Diese jüngsten Befunde Typ-1- als auch Typ-2-diabetischer Individuen haben in Einheit mit umfangreichen Katecholamin-Bestimmungen (Adrenalin und Noradrenalin) zu der Überzeugung geführt, dass die Katecholamine für das beschriebene antagonistische Verhalten von Insulin und Melatonin verantwortlich zu machen sind. Zusammenfassend kann festgestellt werden, dass Typ-2-Diabetiker erniedrigte Katecholamin- und Melatonin-Spiegel, Typ-1-Diabetiker hingegen stressbedingt erhöhte Katecholamin- sowie Melatoninspiegel aufweisen. Als Erklärung wird angenommen, dass die Katecholamin-Spiegel den Schlüssel für das Verständnis des gegensinnigen Verhaltens von Insulin und Melatonin darstellen, weil die Melatoninsynthese durch Katecholamine entscheidend gesteigert, Insulin hingegen gehemmt wird (Abb.5)[10].
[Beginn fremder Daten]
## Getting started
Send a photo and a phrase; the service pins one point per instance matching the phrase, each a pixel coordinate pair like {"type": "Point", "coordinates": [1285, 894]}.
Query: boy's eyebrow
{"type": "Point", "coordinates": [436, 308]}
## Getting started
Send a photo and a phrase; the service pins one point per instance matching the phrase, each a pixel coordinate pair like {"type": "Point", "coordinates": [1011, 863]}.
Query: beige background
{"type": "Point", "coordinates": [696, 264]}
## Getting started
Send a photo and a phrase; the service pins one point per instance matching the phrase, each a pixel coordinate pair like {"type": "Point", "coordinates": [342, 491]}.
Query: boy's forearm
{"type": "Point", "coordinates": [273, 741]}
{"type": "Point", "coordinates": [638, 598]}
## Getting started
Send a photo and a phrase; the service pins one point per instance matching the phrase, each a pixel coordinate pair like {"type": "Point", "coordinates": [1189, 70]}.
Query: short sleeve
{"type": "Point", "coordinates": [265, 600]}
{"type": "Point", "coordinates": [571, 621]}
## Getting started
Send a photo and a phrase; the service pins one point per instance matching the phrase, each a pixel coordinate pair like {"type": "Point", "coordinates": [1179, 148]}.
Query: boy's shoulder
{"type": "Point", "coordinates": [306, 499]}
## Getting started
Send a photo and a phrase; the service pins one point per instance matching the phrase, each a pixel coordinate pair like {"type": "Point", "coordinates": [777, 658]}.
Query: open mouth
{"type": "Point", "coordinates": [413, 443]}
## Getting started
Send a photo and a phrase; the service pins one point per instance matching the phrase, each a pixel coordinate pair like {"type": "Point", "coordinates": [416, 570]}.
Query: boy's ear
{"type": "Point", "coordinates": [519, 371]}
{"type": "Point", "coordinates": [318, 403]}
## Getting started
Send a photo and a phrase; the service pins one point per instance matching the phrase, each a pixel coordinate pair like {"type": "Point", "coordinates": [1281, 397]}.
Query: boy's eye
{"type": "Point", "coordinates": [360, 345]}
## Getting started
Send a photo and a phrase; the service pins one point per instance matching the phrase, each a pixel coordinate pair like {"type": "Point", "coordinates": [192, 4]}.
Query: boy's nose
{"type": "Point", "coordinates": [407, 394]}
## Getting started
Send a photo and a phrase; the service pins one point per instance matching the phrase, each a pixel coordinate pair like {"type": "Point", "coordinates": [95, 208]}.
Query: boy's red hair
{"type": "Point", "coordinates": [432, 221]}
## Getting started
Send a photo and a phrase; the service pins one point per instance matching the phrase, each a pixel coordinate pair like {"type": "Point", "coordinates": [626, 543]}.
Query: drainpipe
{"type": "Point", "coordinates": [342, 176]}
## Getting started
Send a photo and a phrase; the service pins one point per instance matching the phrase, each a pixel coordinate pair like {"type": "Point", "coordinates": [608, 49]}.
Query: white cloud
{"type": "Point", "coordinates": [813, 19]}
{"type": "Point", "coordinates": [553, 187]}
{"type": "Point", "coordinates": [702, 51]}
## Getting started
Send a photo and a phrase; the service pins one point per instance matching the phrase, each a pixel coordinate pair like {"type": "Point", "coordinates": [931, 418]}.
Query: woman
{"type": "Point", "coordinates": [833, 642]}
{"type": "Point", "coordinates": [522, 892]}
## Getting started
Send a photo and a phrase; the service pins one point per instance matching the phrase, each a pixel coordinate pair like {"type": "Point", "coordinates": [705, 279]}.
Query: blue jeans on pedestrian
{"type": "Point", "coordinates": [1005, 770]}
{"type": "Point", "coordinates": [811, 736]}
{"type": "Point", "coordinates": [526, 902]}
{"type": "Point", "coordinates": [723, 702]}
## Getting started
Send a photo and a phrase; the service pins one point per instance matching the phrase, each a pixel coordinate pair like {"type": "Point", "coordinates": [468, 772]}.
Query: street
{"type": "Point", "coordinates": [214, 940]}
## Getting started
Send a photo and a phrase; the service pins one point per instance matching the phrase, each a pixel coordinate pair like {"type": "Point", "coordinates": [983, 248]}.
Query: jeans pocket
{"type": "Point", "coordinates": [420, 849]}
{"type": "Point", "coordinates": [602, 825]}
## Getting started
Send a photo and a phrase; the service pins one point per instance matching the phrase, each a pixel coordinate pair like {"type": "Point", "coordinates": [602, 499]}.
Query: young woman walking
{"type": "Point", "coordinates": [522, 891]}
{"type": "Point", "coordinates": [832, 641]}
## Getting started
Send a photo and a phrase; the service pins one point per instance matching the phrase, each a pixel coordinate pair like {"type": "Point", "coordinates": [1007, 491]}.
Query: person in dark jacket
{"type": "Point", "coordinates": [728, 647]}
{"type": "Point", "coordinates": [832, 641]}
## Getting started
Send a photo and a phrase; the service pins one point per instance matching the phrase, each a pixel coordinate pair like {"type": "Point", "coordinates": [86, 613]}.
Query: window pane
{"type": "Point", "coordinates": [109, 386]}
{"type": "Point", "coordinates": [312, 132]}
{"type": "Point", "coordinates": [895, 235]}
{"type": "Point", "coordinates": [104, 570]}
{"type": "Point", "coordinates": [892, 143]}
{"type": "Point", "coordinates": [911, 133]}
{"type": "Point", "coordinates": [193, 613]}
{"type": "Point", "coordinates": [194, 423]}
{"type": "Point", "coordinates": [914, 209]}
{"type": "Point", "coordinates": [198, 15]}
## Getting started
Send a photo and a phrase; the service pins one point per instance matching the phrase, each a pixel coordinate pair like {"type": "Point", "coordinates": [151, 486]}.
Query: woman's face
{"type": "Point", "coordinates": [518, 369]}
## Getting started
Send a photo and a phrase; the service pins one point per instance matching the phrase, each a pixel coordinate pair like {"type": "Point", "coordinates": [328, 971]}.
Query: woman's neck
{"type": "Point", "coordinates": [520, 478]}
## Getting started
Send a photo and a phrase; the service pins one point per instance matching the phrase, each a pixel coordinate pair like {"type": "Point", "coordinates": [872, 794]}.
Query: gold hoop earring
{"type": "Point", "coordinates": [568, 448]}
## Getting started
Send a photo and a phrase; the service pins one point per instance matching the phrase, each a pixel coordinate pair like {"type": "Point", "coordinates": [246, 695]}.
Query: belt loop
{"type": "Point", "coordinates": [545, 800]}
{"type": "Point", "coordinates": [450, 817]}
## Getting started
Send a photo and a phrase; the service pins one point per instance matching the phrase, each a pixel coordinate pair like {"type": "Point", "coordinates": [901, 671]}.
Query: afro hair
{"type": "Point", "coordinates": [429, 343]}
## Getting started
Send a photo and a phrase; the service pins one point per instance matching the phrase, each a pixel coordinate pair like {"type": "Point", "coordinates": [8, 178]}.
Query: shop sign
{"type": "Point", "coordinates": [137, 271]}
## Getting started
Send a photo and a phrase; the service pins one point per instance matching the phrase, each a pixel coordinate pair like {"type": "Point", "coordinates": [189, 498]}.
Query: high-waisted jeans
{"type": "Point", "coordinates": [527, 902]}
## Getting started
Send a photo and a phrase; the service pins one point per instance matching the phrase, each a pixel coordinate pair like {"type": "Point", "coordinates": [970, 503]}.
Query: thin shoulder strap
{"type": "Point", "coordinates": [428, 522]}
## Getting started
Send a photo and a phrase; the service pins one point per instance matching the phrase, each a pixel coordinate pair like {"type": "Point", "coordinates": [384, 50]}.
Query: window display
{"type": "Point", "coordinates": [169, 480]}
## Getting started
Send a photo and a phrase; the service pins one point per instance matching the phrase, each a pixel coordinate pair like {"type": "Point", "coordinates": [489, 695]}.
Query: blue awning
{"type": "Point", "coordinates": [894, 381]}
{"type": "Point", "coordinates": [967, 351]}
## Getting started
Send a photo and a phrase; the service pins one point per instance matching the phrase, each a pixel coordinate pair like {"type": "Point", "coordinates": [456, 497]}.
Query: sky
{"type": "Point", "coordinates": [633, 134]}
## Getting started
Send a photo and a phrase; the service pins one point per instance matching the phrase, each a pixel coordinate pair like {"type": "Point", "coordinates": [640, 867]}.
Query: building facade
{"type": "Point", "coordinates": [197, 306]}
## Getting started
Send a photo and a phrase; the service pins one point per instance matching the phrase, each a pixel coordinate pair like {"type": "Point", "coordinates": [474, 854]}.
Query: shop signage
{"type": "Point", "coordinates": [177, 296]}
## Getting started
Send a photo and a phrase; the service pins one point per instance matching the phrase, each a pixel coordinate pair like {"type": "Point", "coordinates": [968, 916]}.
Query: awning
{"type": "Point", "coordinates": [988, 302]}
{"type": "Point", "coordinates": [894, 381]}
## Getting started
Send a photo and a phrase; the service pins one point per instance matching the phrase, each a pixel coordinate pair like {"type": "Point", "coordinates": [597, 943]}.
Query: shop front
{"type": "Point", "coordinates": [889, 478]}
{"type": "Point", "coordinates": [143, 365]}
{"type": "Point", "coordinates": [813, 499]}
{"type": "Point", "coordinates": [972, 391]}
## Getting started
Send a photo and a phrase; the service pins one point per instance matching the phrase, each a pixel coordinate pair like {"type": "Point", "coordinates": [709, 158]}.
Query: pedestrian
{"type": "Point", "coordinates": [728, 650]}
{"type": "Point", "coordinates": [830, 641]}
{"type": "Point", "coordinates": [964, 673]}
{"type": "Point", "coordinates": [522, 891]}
Abb.5 Synopsis des beschriebenen Insulin-Melatonin-Antagonismus. Leicht erhöhte Insulinspiegel Typ-2-diabetischer Ratten und Menschen weisen erniedrigte Melatonin- und Katecholaminwerte auf (linke Seite), während stark erniedrigte Insulinspiegel bei Typ-1-diabetischen Ratten von stark erhöhten Melatonin-, Katecholamin- und Glukagonspiegeln begleitet sind (rechte Seite). Symbole für Katecholamin-, Insulin- und Glukagonrezeptoren auf dem Pinealozyten sowie Katecholamin- und Melatoninrezeptoren auf der pankreatischen ?-Zelle sind eingetragen.
Einfluss von Melatonin auf die Glukagon produzierende pankreatische a-Zelle Im Ergebnis der geschilderten umfangreichen Untersuchungen zum Einfluss von Melatonin auf die Insulinsekretion stellte sich die Frage, ob Melatonin neben seinen Effekten auf die pankreatische ß-Zelle möglicherweise auch Einfluss auf die Glukagonsekretion der a-Zelle nimmt. Inkubationsuntersuchungen an der murinen a-Zelllinie aTC1.9 sowie an isolierten Langerhansschen Inseln der Ratte konnten den Nachweis erbringen, dass Melatonin die Glukagonsekretion stimuliert. Weiterhin konnte unter Einsatz von Melatoninrezeptor-Antagonisten und Melatoninrezeptor-knockout-Mäusen gezeigt werden, dass dieser Effekt ebenfalls über Melatoninrezeptoren mediiert wird, also spezifisch ist. Im Ergebnis der Analyse intrazellulärer Signalkaskaden konnte nachgewiesen werden, dass Melatonin seine Glukagon erhöhende Wirkung über den Gaq-Protein-gekoppelten und den Phosphoinositol-3-Kinase-Signalweg vermittelt. Studien an stoffwechselgesunden Wistar-Ratten zeigten auch in vivo, dass eine nächtliche Melatoninsubstitution für neun Wochen zu einer Erhöhung der Plasma-Glukagonkonzentration führt. Demgegenüber wiesen Typ-2-diabetische Goto-Kakizaki-Ratten keine Veränderungen des Plasmaglukagons nach Melatoninsubstitution auf. Mittels dieser Daten wurde erstmals nachgewiesen, dass Melatonin, rezeptormediiert, stimulierend auf die Glukagonproduktion der pankreatischen a-Zelle wirkt, Effekte, die bei Typ-2-diabetischen GK-Ratten nicht beobachtet werden konnten.